Daily Racing Form National Digital Edition
HISA regulations take effect
The Horseracing Integrity and Safety Authority takes its place Friday at the head of a limited new national regulatory scheme for horse racing in the United States, but it’s still in danger of being cut off at the legs.
Resolutely opposed by several horsemen’s groups and in several racing states where “federal government” has become a political and cultural term of derision, HISA will launch Friday with a mandate to unify racing rules in jurisdictions across the United States while still in the process of attempting to fulfill the mandates contained in its enabling legislation, which was passed late in 2020.
HISA officials have said in recent days that they are “laser-focused” on the particulars surrounding the July 1 launch. Over the past several weeks, the officials have consistently dodged questions that relate to anything other than the imminent start date, including questions regarding a letter sent Monday by four senators questioning HISA’s fulfillment of statutory deadlines set in the legislation. The letter, which was signed by senators in Iowa, West Virginia, and Louisiana, explicitly asked if HISA wanted Congress to modify the deadlines in the legislation, citing what the letter called a “chaotic implementation process.”
Current controversies aside, hundreds of rules promulgated by the authority and approved by the Federal Trade Commission are scheduled to go into effect Friday as part of the authority’s “racetrack safety program” – at least in those jurisdictions that have agreed to accept the authority’s federal mandate. Those rules are expected to be applied universally in all the participating jurisdictions, representing a limited victory for those racing constituencies who have spent the past two decades unsuccessfully trying to herd racing’s cats into a common pen.
Most notably, a rule limiting crop use that is similar to the one already in place in California will apply to all jockeys in HISA jurisdictions on Friday, unifying the disparate patchwork of rules that had previously governed use of the whip. In addition, rules requiring the submission of records for veterinary treatments to a common database go into effect, as well as a voided claim rule that is similar to those in many jurisdictions that already allow owners or trainers to void claims in the event of post-race lameness or other complications.

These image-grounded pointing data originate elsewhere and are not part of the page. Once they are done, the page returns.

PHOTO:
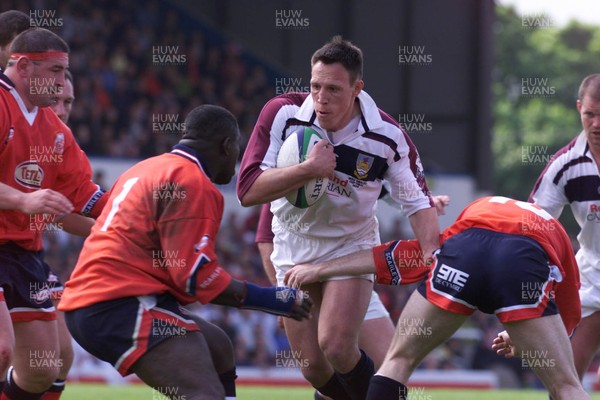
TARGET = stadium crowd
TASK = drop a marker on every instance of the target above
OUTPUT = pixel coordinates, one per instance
(121, 90)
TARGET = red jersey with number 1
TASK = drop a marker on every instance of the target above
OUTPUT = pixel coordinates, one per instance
(156, 235)
(38, 151)
(401, 262)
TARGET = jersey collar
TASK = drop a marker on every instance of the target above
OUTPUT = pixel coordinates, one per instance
(192, 155)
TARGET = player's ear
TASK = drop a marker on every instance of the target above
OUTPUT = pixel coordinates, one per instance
(227, 145)
(358, 86)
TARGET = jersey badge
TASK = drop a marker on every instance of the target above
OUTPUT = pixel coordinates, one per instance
(29, 174)
(59, 143)
(363, 165)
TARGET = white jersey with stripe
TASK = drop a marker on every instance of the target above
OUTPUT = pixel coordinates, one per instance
(572, 178)
(377, 150)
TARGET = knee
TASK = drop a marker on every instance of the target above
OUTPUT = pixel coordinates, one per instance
(316, 373)
(339, 350)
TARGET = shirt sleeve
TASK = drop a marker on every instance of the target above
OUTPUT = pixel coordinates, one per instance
(187, 229)
(263, 146)
(75, 178)
(406, 179)
(399, 262)
(548, 192)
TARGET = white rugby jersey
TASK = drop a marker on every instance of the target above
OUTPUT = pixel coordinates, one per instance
(378, 150)
(572, 177)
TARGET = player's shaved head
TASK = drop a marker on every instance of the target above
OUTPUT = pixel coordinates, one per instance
(38, 40)
(338, 50)
(209, 123)
(12, 23)
(590, 86)
(213, 132)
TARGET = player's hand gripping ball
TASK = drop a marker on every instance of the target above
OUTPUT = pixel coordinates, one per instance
(294, 150)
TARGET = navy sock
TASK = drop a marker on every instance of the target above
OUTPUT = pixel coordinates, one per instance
(334, 389)
(228, 381)
(12, 391)
(356, 381)
(384, 388)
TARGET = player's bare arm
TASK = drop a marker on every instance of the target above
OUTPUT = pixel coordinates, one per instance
(275, 183)
(286, 302)
(39, 202)
(359, 263)
(77, 224)
(425, 226)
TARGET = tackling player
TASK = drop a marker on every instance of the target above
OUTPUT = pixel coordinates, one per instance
(500, 256)
(44, 176)
(152, 250)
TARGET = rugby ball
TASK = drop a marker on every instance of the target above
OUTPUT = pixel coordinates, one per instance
(293, 151)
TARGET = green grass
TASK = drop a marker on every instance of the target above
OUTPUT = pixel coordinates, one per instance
(140, 392)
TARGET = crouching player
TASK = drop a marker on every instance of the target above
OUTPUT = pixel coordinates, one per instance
(151, 251)
(500, 256)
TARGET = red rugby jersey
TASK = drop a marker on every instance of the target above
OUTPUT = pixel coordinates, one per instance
(156, 235)
(38, 151)
(401, 262)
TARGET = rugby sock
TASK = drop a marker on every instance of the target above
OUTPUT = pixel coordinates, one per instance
(357, 380)
(55, 390)
(228, 381)
(334, 389)
(383, 388)
(12, 392)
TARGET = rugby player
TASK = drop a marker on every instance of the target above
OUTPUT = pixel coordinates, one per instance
(151, 251)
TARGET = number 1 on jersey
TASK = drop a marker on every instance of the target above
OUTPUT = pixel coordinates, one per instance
(117, 201)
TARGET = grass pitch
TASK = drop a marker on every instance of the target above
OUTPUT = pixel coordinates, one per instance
(139, 392)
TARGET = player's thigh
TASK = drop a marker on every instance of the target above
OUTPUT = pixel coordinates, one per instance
(585, 342)
(7, 339)
(343, 308)
(422, 326)
(181, 365)
(543, 345)
(375, 337)
(37, 355)
(64, 342)
(219, 344)
(376, 331)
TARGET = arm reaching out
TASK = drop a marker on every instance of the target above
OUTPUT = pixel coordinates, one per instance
(358, 263)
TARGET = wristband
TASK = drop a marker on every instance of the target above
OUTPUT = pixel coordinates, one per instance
(277, 300)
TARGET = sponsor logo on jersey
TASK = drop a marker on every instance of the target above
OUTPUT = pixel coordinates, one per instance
(391, 264)
(363, 165)
(29, 174)
(11, 134)
(59, 143)
(451, 277)
(594, 214)
(202, 243)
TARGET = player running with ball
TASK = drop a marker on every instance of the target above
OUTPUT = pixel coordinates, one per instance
(500, 256)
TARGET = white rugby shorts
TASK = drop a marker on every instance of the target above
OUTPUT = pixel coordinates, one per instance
(589, 293)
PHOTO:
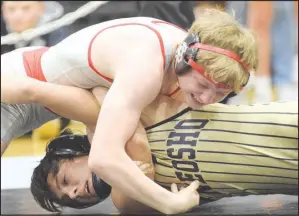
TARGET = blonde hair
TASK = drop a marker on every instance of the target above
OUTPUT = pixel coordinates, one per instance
(217, 28)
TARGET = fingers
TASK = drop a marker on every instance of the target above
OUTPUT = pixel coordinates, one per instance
(174, 188)
(194, 185)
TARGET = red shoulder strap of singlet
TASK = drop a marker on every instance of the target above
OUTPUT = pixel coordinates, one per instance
(32, 63)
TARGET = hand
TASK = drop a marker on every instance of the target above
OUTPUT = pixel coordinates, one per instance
(185, 198)
(145, 167)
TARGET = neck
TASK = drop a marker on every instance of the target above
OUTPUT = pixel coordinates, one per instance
(170, 80)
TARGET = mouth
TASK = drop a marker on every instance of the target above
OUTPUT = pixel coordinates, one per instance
(196, 100)
(87, 190)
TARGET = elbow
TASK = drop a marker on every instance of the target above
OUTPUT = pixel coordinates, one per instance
(99, 165)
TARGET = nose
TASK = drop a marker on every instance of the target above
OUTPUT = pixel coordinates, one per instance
(73, 192)
(207, 97)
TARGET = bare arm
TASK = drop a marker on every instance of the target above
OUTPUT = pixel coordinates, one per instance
(66, 101)
(139, 151)
(260, 15)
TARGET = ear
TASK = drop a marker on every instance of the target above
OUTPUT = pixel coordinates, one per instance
(41, 7)
(80, 159)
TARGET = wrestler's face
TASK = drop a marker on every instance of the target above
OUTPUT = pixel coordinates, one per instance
(22, 15)
(73, 180)
(199, 91)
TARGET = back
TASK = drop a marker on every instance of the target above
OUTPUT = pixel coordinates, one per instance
(232, 150)
(70, 63)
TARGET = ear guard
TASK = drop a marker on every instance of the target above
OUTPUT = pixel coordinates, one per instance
(185, 58)
(78, 145)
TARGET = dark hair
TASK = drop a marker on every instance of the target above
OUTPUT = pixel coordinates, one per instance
(50, 164)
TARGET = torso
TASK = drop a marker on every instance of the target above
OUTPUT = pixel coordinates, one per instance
(73, 61)
(232, 150)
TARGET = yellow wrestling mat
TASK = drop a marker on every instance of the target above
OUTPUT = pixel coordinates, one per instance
(36, 145)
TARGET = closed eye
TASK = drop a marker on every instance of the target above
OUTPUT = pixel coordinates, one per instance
(64, 180)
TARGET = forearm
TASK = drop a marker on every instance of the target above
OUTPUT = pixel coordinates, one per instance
(128, 205)
(124, 175)
(260, 21)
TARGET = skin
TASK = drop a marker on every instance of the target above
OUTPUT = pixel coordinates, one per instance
(260, 16)
(22, 15)
(124, 104)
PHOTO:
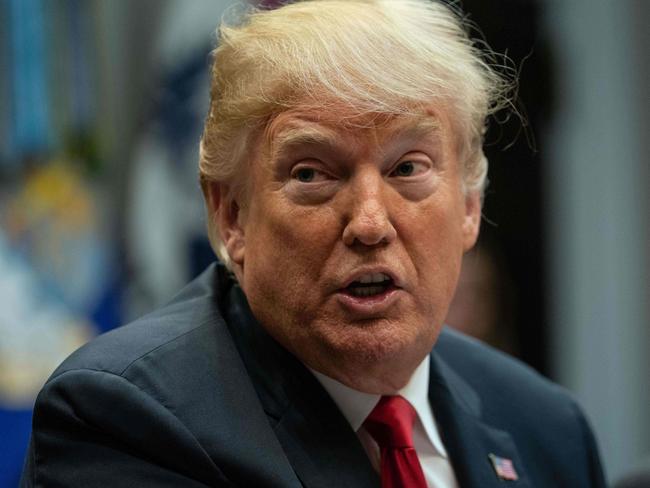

Crucially, as of the close of business Friday, any horse that has not been registered with HISA will not be allowed to run in a race under HISA’s jurisdiction, and the connections of those horses – most specifically its owners and trainer – also will have to be registered.
As of Monday night, HISA said that 18,400 “covered persons” had completed the registration process. Asked to provide an estimate for the number of “covered persons” who exist in the industry, HISA said that it wasn’t going “to venture a guess.”
“Since such a registration process has never existed at the national level before, it’s unclear how many people are or will be participating in racing,” HISA said in prepared answers to questions sent to the authority.
As of Wednesday, HISA said that approximately 23,000 “covered horses” had been registered, or approximately half of the number of individual horses who have made individual starts at U.S. racetracks in each of the past two years, according to data from The Jockey Club. Because a horse does not need to be registered until it starts in a race, HISA officials believe there is a lag effect on registrations, and the authority also noted that the number of covered horses and covered persons “is limited to the 24 states conducting covered horse races under HISA’s authority.”
To ensure that owners and trainers register their horses with HISA, the authority has set up an alert system in which any unregistered horse entered in a race will generate an email or text message to the horse’s owner or trainer pointing them to the registration site. As long as the horse is registered by scratch time, it will be allowed to start.
Aside from those requirements, uncertainty abounds.
Although judges in Texas and Kentucky have dismissed federal lawsuits challenging the constitutionality of HISA’s enabling legislation (both decisions have been appealed), the letter from the senators this week opens up a new avenue for those opposed to the authority’s mandate or the way it has conducted its business so far. The letter contends that HISA has already failed to meet several deadlines set in the legislation and questions whether the authority’s federal overseer, the FTC, had the power to issue waivers to those deadlines. The letter asked HISA and the FTC to respond to its questions by July 11.
Then there is Texas. Regulators in the state have taken the unusual legal position that state law requires the racing commission to be the sole regulator of racing at state racetracks – federal laws be damned. As a result, the commission denied a simulcasting application for Lone Star Park in order to exempt the track’s races from the “covered races” clause of HISA’s jurisdictional authority. So, as of July 1, the racetrack will be open for in-state wagers only, its signal nowhere to be found at out-of-state betting locations or on account-wagering platforms.
Lone Star Park has 14 live racing dates remaining before its Thoroughbred meet closes on July 24. No major track in the state is scheduled to host Thoroughbred racing after that date until 2023.
“We hold out hope that we will still find a way to work together and chart a positive path forward for racing in Texas,” HISA said in its responses.